Currently the way I do is take both CPU and memory allocation profiles, and then "mentally account" proportional GC CPU time based on which frames are actually causing allocations.
If pprof were to offer this option, such a proportional assignment would not have to be extremely precise: for my purposes, it would be OK even if it was based on an estimation of the amount of memory that is allocated.
Similarly, it would not be required to show how time is spent inside the runtime when this option is enabled. The rationale for this is that when I'm tracking down excessive GC CPU usage, I normally don't expect to be hitting a GC bug, but rather excessive allocations in my code. Also, I guess, it would make the implementation of this option much easier.
The way I imagine this could work in the flamegraph would be by having an additional "virtual" single-level stack frame as a child of each one of the frames that are performing heap allocations; the virtual stack frame would be called something like "GC (estimated)". In the graphviz output there would be a single virtual GC node, with its CPU time proportionally assigned to the incoming edges coming from frames that allocate.
I don't have strong opinions about whether GC assist time (if any) should be included in the virtual GC stack-frame, or kept separate.
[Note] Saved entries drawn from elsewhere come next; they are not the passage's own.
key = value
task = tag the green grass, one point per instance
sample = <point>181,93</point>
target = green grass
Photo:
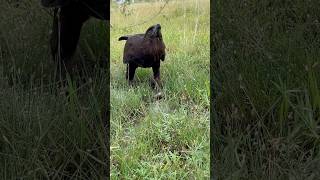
<point>167,138</point>
<point>45,133</point>
<point>266,90</point>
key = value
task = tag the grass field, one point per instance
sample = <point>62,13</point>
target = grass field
<point>266,89</point>
<point>167,138</point>
<point>46,133</point>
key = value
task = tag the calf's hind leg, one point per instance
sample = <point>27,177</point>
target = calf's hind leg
<point>131,69</point>
<point>156,76</point>
<point>67,23</point>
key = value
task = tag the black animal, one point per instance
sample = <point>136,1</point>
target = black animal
<point>69,16</point>
<point>144,50</point>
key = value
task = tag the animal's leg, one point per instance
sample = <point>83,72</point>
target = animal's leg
<point>132,69</point>
<point>127,72</point>
<point>156,75</point>
<point>65,35</point>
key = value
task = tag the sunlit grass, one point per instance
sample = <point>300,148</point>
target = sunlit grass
<point>169,138</point>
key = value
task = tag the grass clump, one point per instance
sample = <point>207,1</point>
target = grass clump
<point>265,76</point>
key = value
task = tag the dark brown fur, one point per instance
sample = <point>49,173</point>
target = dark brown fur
<point>144,50</point>
<point>69,17</point>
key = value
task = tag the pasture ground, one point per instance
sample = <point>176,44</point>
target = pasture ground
<point>167,138</point>
<point>266,89</point>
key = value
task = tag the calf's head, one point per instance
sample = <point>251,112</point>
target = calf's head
<point>154,32</point>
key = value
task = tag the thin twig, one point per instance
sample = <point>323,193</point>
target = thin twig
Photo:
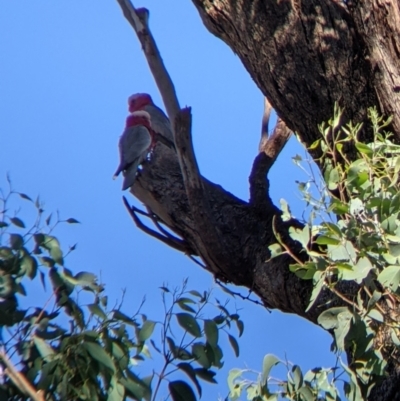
<point>265,124</point>
<point>269,151</point>
<point>237,294</point>
<point>138,19</point>
<point>173,243</point>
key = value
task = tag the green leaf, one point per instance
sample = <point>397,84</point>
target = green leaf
<point>328,319</point>
<point>189,323</point>
<point>319,281</point>
<point>240,326</point>
<point>390,277</point>
<point>275,250</point>
<point>206,375</point>
<point>52,245</point>
<point>334,178</point>
<point>234,344</point>
<point>297,376</point>
<point>357,272</point>
<point>116,391</point>
<point>85,279</point>
<point>29,266</point>
<point>339,319</point>
<point>211,331</point>
<point>324,240</point>
<point>96,310</point>
<point>232,383</point>
<point>201,354</point>
<point>342,252</point>
<point>99,354</point>
<point>286,214</point>
<point>376,315</point>
<point>45,350</point>
<point>16,241</point>
<point>146,330</point>
<point>268,363</point>
<point>302,236</point>
<point>363,148</point>
<point>307,394</point>
<point>17,222</point>
<point>118,315</point>
<point>181,391</point>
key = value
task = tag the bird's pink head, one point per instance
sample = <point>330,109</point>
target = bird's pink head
<point>138,101</point>
<point>139,117</point>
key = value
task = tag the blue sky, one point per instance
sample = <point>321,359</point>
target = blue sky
<point>67,69</point>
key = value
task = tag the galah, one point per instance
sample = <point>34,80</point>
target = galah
<point>135,143</point>
<point>159,121</point>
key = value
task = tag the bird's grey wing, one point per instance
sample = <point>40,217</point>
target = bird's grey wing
<point>159,121</point>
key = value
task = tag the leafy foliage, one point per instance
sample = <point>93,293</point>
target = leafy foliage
<point>65,350</point>
<point>353,235</point>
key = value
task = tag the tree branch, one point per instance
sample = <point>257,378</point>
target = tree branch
<point>171,241</point>
<point>138,19</point>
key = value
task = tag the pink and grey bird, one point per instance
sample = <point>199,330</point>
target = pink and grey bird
<point>159,121</point>
<point>135,143</point>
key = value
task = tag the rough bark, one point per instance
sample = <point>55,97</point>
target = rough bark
<point>304,55</point>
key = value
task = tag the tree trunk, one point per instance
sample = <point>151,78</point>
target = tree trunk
<point>304,55</point>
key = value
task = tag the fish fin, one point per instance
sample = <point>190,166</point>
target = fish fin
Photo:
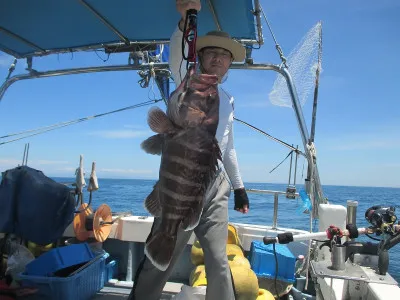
<point>159,121</point>
<point>152,202</point>
<point>153,144</point>
<point>193,218</point>
<point>159,250</point>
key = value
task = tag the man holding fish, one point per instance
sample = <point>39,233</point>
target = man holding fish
<point>195,140</point>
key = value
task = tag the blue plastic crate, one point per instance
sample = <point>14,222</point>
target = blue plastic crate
<point>262,261</point>
<point>83,285</point>
<point>59,258</point>
<point>111,270</point>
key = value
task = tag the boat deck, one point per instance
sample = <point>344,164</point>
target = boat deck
<point>120,290</point>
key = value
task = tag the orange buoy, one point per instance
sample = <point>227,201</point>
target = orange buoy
<point>102,223</point>
<point>80,222</point>
<point>99,223</point>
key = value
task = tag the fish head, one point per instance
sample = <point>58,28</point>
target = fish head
<point>198,103</point>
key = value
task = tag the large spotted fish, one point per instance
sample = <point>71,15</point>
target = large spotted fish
<point>189,152</point>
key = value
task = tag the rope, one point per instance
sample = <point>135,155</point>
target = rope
<point>64,124</point>
<point>190,36</point>
<point>271,137</point>
<point>277,46</point>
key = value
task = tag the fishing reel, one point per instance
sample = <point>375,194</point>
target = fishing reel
<point>382,219</point>
<point>86,222</point>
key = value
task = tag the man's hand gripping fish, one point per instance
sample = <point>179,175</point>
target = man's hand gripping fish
<point>190,152</point>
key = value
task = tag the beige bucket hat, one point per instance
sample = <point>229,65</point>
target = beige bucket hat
<point>223,40</point>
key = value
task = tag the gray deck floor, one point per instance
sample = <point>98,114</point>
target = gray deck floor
<point>120,290</point>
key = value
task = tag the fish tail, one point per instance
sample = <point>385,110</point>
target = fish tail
<point>152,202</point>
<point>159,249</point>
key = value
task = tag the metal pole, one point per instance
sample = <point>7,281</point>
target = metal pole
<point>275,218</point>
<point>290,168</point>
<point>295,166</point>
<point>216,21</point>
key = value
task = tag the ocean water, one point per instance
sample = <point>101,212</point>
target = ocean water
<point>127,195</point>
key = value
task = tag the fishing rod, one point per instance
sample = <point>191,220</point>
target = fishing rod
<point>190,37</point>
<point>382,220</point>
<point>271,137</point>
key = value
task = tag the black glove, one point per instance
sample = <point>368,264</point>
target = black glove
<point>241,199</point>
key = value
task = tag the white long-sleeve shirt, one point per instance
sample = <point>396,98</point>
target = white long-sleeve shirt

The text was updated successfully, but these errors were encountered:
I'm not sure I entirely understand the proposal. The costs of allocation are already attributed to the allocation sites (including assists, I believe?), but the costs of marking are proportional to retention, not allocation, even though marking is triggered by allocation. E.g., suppose there are two allocation sites, each responsible for half of allocated bytes, but one is always very short-lived and the other long-lived. All of the cost of marking comes from the long-lived allocations. On the other hand, if it weren't for the short-lived allocations, you'd be GC'ing half as often in this example. So what is the "right" attribution of costs in the example?
It's complicated than it seems, not only implementation-wise, but also there are many factors that influence GC. Allocation is just one of them. No matter how we try to associate GC time with one or two of the factors, that's still approximation. I am afraid that will cause more confusion than reporting the cpu time as GC. I'd prefer having the users look into memory-related profiles. @CAFxX what do you think?